Kimata H, Sherr E H, Saxon A
Department of Medicine, UCLA School of Medicine 90024.
J Clin Immunol. 1988 Sep;8(5):381-9. doi: 10.1007/BF00917154.
The supernatant of unstimulated purified NKH-1 bearing human natural killer (NK) cells was found to enhance ongoing immunoglobulin synthesis. This NK-Cell supernatant (NKSN) enhanced IgE, IgG, and IgA synthesis from corresponding B-cell lines without increasing thymidine incorporation or cell number. Separation of NKH-1+ cells into CD3- or CD3+ cells showed that this activity was produced by the CD3- population. Recombinant human interleukin (IL)-1, IL-2, IL-4, interferon (INF)-beta 1, INF-gamma, granulocyte-macrophage colony-stimulating factor (GM-CSF), tumor necrosis factor (TNF)-alpha, or partially purified low molecular weight B-cell growth factor (BCGF) failed to provide the same enhancement of Ig synthesis. While the NKSN contained small amounts of IL-6 (0.1 U/ml) and IL-6 could increase Ig synthesis in vitro, the optimal IL-6 enhancement was far less than that observed with NKSN. NKSN also enhanced ongoing Ig synthesis from in vivo activated B cells obtained from peripheral blood or bone marrow but failed to induce Ig synthesis from resting or in vitro activated B cells. These results demonstrate that human NK (CD3-, NKH-1+) cells can produce B-cell differentiation activity capable of regulating Ig production in vivo, which appears to be distinct from the activity of previously described cytokines.
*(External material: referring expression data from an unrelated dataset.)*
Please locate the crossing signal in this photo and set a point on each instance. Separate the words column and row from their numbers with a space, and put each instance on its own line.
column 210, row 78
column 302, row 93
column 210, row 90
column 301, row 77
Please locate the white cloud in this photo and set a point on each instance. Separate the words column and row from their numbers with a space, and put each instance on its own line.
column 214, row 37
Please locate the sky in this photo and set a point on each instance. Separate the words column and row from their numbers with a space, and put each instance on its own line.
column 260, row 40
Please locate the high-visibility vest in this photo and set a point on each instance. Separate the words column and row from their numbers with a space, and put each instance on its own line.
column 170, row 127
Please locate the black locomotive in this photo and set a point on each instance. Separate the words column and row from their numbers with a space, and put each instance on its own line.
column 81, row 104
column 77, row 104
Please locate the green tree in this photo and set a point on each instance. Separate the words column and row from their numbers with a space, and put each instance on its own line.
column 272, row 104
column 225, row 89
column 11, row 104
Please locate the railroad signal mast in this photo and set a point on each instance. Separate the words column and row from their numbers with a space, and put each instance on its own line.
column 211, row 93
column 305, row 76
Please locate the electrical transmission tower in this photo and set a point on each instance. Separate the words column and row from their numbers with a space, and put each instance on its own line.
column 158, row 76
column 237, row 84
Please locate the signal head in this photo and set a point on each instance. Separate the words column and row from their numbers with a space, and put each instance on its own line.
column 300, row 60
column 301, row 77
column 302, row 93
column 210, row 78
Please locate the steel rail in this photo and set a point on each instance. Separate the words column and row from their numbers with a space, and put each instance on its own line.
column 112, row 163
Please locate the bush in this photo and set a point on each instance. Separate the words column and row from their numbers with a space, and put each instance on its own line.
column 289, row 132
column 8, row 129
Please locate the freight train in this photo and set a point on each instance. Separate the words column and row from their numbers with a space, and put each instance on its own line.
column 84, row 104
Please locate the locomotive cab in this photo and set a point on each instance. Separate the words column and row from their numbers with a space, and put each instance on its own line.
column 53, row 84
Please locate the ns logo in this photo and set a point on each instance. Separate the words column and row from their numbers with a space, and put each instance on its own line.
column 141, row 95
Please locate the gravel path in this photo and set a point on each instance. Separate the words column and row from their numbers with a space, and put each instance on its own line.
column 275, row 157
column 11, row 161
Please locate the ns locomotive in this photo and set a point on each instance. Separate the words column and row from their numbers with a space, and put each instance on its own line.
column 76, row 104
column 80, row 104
未受刺激的携带人自然杀伤(NK)细胞的纯化NKH-1细胞的上清液被发现可增强正在进行的免疫球蛋白合成。这种NK细胞上清液(NKSN)可增强相应B细胞系中IgE、IgG和IgA的合成,而不会增加胸苷掺入或细胞数量。将NKH-1+细胞分离为CD3-或CD3+细胞表明,这种活性是由CD3-群体产生的。重组人白细胞介素(IL)-1、IL-2、IL-4、干扰素(INF)-β1、INF-γ、粒细胞-巨噬细胞集落刺激因子(GM-CSF)、肿瘤坏死因子(TNF)-α或部分纯化的低分子量B细胞生长因子(BCGF)均未能提供相同的Ig合成增强作用。虽然NKSN含有少量IL-6(0.1 U/ml),且IL-6可在体外增加Ig合成,但最佳的IL-6增强作用远低于NKSN所观察到的。NKSN还增强了从外周血或骨髓获得的体内活化B细胞正在进行的Ig合成,但未能诱导静止或体外活化B细胞的Ig合成。这些结果表明,人NK(CD3-,NKH-1+)细胞可产生能够在体内调节Ig产生的B细胞分化活性,这似乎与先前描述的细胞因子的活性不同。